Helping a Carsick Furbaby
WAHOO! You just added a four-legged family member to your home! You’ve purchased a bed, food, toys, collar, and crate. You even have the perfect name – everything has been considered, and you are ready.
What happens, though, as you start the drive towards home and your newest addition starts salivating at nerve-wrecking amounts? Not only is it gross and hard to clean, but it typically means that vomit is coming next.
The sad reality is that many (many, many) dogs and cats suffer from motion sickness and car anxiety or get sick with over-excitement. The key is to figure out the root of your furbaby’s car troubles so you can enjoy a simple ride together.
Most young animals outgrow their tummy issues, but if anxiety is involved, you may need to consider medical intervention through your veterinarian.
For those with true motion sickness, you will notice the same symptoms appearing within the same timeframe every time you are in the car. It generally takes 15-30 minutes for an animal to react to the motion.
The following are all car sickness signs:
- Salivation/Excess Drooling
- Shaking/Won’t Settle
True motion sickness is triggered by the car’s movement unbalancing fluid in the ear, causing it to throw the animal’s sense of stability way off. This disorientation causes dizziness and ends in vomiting.
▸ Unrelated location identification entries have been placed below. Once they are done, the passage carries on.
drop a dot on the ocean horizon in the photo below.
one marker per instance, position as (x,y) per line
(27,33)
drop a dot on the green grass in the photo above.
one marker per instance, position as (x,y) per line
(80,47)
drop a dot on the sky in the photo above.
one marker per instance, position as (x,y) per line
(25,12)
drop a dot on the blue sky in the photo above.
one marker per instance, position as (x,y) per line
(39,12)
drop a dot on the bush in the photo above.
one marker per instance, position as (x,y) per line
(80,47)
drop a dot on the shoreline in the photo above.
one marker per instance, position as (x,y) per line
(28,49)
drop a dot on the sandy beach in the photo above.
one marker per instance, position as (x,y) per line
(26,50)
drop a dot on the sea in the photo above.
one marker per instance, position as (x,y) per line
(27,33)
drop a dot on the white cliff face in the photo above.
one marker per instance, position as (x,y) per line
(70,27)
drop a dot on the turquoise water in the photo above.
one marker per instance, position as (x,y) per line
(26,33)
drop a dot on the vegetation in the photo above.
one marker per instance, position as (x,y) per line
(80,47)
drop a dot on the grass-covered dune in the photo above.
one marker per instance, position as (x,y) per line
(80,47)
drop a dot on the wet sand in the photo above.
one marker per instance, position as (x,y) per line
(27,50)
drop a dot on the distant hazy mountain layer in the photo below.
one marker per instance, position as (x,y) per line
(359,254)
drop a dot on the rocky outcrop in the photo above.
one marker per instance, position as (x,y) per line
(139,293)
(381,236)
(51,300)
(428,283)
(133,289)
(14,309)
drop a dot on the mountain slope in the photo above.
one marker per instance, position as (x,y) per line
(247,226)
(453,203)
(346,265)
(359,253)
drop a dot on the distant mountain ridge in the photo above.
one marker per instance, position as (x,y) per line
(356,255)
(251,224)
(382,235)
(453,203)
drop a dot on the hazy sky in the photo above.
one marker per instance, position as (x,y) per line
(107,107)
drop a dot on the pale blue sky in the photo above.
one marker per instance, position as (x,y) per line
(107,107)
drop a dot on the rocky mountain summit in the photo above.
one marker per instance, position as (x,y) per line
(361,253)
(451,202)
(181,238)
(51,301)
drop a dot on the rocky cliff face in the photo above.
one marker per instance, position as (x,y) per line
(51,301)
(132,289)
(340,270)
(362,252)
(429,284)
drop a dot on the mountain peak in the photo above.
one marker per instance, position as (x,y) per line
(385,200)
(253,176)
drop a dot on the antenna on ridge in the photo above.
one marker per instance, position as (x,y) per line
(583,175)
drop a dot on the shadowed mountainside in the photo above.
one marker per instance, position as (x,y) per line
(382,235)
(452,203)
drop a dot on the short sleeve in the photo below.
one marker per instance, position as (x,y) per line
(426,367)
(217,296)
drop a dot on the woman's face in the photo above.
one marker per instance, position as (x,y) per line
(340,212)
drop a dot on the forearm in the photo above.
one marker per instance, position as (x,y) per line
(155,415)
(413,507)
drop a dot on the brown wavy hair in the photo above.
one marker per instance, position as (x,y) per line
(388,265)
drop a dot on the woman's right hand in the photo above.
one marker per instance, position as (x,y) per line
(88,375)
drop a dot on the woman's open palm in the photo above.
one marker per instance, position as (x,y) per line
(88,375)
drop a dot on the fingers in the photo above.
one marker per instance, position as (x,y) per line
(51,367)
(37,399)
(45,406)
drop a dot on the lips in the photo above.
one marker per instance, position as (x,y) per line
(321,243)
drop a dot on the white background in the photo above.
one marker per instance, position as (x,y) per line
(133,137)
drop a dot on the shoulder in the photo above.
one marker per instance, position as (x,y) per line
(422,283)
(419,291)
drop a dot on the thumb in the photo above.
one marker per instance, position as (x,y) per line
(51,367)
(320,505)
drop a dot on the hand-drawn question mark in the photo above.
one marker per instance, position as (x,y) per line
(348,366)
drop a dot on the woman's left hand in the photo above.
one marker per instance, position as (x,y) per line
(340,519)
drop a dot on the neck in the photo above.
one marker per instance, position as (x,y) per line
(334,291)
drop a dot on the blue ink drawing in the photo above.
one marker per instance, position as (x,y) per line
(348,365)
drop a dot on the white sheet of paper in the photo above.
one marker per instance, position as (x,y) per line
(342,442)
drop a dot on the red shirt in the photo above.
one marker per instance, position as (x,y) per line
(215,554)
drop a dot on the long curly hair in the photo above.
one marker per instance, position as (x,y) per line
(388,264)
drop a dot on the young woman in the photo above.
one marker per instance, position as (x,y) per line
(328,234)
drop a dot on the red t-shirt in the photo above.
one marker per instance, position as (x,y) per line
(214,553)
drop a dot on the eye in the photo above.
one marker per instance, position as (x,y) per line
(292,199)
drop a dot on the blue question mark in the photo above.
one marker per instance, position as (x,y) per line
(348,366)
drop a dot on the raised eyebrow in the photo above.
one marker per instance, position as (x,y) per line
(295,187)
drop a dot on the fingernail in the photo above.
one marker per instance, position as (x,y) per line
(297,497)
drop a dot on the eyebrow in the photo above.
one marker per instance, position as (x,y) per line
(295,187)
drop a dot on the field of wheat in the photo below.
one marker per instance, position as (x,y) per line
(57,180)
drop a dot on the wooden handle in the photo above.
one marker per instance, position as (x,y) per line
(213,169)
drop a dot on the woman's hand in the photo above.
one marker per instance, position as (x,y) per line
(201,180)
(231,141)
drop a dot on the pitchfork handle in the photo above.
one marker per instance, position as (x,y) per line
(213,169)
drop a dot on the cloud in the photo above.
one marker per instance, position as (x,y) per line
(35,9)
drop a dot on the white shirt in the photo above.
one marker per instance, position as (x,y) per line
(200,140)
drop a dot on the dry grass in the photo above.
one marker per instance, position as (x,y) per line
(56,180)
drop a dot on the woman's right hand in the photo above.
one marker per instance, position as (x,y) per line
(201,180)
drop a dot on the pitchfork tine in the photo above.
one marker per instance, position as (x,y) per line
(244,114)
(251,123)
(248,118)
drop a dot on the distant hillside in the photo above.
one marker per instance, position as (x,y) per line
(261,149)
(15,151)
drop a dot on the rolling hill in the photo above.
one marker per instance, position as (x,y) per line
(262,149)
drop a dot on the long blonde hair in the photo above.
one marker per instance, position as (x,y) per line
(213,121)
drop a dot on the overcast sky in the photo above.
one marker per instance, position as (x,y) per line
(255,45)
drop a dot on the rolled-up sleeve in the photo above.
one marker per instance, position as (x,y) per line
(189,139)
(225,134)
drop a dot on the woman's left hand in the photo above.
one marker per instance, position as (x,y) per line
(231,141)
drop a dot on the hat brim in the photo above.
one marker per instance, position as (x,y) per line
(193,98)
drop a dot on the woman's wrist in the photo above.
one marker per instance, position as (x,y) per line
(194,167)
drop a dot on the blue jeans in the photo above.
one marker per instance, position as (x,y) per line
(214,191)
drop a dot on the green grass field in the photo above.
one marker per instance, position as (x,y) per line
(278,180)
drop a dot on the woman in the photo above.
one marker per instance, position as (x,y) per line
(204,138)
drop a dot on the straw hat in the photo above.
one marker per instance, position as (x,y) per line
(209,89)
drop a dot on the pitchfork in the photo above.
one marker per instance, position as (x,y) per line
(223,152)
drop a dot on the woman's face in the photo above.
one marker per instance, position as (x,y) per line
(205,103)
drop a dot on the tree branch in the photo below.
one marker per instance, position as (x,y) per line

Ease the Anxiety of Car Trips
Take short, frequent rides together.
If your furbaby reacts at a certain time point of a drive, keep your practice rides well under that. Even a 3 minute drive around the neighborhood is a good starting point.
Restrain, Elevate, and Crack Windows.
Keep your dog harnessed and in a booster seat to see out of the window. By allowing fresh air to roll through the vehicle as you drive, your furbaby is more likely to find a balance and fight the conflicting sensory signals.
Keep an Empty Stomach
A furbaby with nothing in their stomach has nothing but bile to throw up. Do not feed your pet anything (even treats) at least an hour before a car ride.
If carsickness continues even after the transitional steps, you may want to consider adding one or more of the following into your routine:
Ginger has wonderful powers against nausea. As a natural remedy, you can find dosing online, but puppies 15lnbs and under typically do well with about 250 miligrams or less and puppies over 15lbs take up to 500 miligrams. You can easily make your own ginger treats or supplement with capsules.
CBD or Hemp Oil may not have scientific studies backing its success towards animals and motion sickness, but pet owners everywhere are swearing by it. (You can even find specific blends made for animals.)
Just as it works for humans, Dramamine should easily handle your pet’s motion issues.
After working with your veterinarian, if your pet still gets queasy, there may be larger problems at hand. Give the doc a call back and discuss what happens next.